令和4年度地域経済産業活性化対策調査事業(中国地域におけるモデルベース開発等デジタル技術を活用したバーチャル産業集積可能性調査)報告書
報告書概要
この報告は、中国地域におけるモデルベース開発等デジタル技術を活用したバーチャル産業集積の可能性について調査した報告書である。製造業を取り巻く環境は新型コロナウイルス感染症の拡大や経済安全保障を巡る国際情勢の変化により不確実性が増しており、企業変革力の強化が求められている。特に自動車産業においては、カーボンニュートラルの動向やCASE進展に伴う百年に一度の大変革期が到来し、環境変化への対応が必要となっている。日本の製造業ではMBDやCAEなどデジタル技術を活用するバーチャル・エンジニアリング環境の導入が遅れており、自動車産業でも大手企業による活用にとどまっている課題がある。

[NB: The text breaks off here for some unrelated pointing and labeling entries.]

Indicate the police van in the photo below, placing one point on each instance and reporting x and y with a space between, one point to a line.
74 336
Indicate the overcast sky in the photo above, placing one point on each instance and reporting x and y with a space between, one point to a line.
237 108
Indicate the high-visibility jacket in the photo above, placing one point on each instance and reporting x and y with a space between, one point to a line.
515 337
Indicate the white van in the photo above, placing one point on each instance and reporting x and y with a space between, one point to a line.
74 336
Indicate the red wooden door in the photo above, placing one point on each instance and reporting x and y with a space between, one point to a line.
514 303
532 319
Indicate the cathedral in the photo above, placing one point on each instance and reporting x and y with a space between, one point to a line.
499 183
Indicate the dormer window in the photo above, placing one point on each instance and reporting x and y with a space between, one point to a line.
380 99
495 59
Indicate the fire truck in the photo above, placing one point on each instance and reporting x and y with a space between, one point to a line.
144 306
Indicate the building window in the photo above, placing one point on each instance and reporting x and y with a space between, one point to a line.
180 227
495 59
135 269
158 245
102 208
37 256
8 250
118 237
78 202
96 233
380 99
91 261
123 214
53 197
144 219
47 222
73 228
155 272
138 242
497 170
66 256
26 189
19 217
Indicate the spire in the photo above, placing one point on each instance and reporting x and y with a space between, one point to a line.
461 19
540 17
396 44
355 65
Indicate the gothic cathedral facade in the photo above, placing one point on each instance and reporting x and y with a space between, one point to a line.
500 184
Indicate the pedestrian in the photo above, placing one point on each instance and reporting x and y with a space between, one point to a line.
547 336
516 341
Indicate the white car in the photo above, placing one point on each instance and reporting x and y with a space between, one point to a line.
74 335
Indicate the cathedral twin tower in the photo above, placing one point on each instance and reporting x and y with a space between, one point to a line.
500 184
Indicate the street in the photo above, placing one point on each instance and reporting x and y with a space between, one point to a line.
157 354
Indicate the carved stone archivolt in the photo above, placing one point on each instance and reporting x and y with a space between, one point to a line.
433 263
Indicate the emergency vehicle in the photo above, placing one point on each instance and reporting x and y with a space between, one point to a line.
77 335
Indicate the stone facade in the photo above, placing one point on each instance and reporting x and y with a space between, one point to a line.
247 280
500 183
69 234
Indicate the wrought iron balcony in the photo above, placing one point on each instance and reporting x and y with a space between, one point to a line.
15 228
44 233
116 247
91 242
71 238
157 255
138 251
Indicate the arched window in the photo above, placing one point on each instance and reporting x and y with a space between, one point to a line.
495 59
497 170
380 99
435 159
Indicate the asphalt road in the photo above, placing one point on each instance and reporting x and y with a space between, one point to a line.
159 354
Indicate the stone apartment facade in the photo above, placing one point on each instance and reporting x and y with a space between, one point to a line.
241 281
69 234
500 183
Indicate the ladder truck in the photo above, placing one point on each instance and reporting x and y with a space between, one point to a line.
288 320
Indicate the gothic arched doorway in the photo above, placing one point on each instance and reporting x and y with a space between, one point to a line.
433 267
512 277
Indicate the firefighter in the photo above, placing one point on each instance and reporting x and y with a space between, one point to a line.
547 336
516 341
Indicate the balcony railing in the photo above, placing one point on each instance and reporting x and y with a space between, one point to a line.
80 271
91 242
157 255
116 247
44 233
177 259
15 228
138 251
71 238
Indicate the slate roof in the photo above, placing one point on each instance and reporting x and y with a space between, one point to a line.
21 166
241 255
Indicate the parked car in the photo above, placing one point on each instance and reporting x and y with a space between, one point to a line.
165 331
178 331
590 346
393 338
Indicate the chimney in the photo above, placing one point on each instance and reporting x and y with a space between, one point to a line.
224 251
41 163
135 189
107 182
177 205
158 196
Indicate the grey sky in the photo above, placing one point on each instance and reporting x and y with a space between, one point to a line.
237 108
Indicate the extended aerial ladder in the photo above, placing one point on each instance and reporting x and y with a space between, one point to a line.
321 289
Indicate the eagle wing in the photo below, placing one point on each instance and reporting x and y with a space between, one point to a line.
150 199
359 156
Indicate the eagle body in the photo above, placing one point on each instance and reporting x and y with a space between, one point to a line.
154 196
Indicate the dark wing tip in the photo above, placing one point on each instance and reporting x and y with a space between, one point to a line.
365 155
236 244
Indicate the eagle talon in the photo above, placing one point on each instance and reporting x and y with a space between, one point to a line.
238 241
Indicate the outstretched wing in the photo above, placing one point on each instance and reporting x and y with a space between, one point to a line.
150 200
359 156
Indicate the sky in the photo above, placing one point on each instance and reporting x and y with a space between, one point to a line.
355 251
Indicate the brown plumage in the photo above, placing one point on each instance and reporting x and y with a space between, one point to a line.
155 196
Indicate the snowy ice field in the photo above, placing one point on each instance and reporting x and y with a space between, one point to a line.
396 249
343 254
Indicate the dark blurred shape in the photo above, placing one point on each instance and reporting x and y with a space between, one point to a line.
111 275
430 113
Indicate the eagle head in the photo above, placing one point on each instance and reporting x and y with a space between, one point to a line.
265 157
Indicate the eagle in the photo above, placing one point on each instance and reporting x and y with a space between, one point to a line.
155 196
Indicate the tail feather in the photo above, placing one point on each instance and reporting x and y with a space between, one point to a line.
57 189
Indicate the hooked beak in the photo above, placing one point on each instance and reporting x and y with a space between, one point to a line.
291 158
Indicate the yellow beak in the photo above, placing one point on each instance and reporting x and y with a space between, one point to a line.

中国地域は、マツダのMDIによるバーチャル車両開発やひろしまデジタルイノベーションセンターの設置など、MBD等の利活用に向けた環境が進んでいるが、同様に大手企業以外への活用拡大が課題となっている。調査では中国地域五県の自動車関連企業千社を対象としたアンケート調査とヒアリング調査を実施し、MBDやCAEなどの導入・活用状況を調査した。調査結果では、導入企業における主なきっかけとして業務効率化、不具合対策、業務上の必要性、取引先からの要請などが挙げられた。導入における主要課題として、ソフトウェアの習熟、解析結果の評価、予算の確保が特定され、それぞれサポート体制の重視、工学的知見の継続学習、助成金活用による解決策が提示されている。